Non sembra essere nato sopra una buona stella il mega appalto per la raccolta rifiuti cittadina: 130 milioni per 6 anni e 6 mesi, una giornata di sciopero già “in cassa” con relazioni sindacali ai minimi termini (e Fp Cgil pronta ad altri due giorni di astensione del lavoro a fine maggio), centomila euro di penali già erogate in soli tre mesi e mezzo, una “variante” pronta a essere licenziata dagli uffici, per mettere a punto (a costo zero) un servizio che è partito male e prosegue anche peggio. E Palazzo Ducale che, dopo la discesa in campo in prima persona del sindaco per «fare da cuscinetto» che sta iniziando a perdere la pazienza, anche perché i sei mesi di “avviamento” stanno per scadere, e molti dei nodi venuti al pettine sono tutt’altro che risolti.

Uno di questi era l’arrivo dei nuovi mezzi e dei nuovi cassonetti, con le vecchie batterie ormai in condizioni pietose. Un’operazione che la Rti ha iniziato lo scorso 14 aprile, promettendo di sostituire entro il primo giugno i circa 1800 contenitori per l’umido (509), carta e cartone (658) plastica e alluminio (667). Tutto fatto, o quasi.

I nuovi cassonetti per carta e plastica installati sono infatti del modello sbagliato. Teoricamente infatti i contenitori devono avere delle feritoie nel caso del cartone e dei “buchi” nel caso della plastica, per garantire che i rifiuti siano conferiti nella maniera corretta e non nel classico “bustone” tanto caro ai sassaresi.

Vista l’allergia locale per tale soluzione, con i cassonetti della passata gestione che sono stati immediatamente “forzati”, il Comune aveva però deciso di essere un po’ elastico, lasciando la scelta tra i cassonetti classici o un modello “senza aperture” ma a pedale.

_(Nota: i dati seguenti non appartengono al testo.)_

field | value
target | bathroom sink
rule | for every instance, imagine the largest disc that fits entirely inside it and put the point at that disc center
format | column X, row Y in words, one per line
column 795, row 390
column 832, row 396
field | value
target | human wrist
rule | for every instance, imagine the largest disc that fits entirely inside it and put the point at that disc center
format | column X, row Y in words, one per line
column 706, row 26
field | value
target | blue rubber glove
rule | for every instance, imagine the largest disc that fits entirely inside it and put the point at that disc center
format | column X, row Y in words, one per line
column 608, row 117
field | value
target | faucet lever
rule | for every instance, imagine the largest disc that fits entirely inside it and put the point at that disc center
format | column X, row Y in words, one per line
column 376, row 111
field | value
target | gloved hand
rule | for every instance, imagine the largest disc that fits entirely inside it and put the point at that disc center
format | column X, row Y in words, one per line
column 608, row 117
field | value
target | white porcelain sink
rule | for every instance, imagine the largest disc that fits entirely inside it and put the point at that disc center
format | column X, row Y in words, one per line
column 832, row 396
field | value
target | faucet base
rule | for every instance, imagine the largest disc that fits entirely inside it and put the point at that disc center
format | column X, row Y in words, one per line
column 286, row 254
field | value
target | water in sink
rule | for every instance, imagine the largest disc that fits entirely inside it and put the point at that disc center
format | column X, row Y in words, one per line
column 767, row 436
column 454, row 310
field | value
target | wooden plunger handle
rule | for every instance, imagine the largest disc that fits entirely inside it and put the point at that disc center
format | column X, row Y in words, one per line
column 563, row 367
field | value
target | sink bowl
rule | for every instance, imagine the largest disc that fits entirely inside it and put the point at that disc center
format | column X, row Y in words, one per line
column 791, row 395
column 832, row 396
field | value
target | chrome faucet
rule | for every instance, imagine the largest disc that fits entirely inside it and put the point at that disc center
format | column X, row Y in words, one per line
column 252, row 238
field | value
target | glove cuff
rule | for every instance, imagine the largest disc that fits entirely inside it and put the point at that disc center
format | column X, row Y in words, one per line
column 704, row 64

Peccato che la Rti formata da Ambiente Italia, Formula Ambiente e Gesenu abbia scelto una terza via, non contemplata e giudicata dagli uffici del settore Ambiente assolutamente non congrua con l’appalto. I contenitori già presenti nelle strade non hanno infatti né aperture né pedale, e devono essere aperti a mano. Operazione già non particolarmente igienica e completamente sconsigliabile ora , con l’emergenza pandemica in corso.

Abbastanza per scrivere una “letteraccia” alla Rti chiedendo di sostituire immediatamente i circa 1300 cassonetti “sbagliati” se non vuole incorrere nella sanzione prevista: 50 euro al giorno per ogni cassonetto che non risponda ai criteri fissati dall’appalto.

La cifra è mostruosa, anche perché le lamentele del Comune riguardano anche i circa 500 contenitori per l’umido installati in questi giorni in tutte le vie cittadine. In questo caso il sistema di apertura a pedale è presente, ma è talmente mal congegnato che nella gran parte dei contenitori si è già spaccato, costringendo anche in questo caso gli utenti ad aprire il contenitore (non tra i più puliti per la tipologia di rifiuti raccolta) con le mani.

Conti alla mano si potrebbe arrivare insomma a una multa di 75mila euro al giorno. Con Palazzo Ducale che sta lasciando qualche giorno all’azienda per rispondere, e cercherà di non calcare la mano, ma non sembra disposto a nessun passo indietro.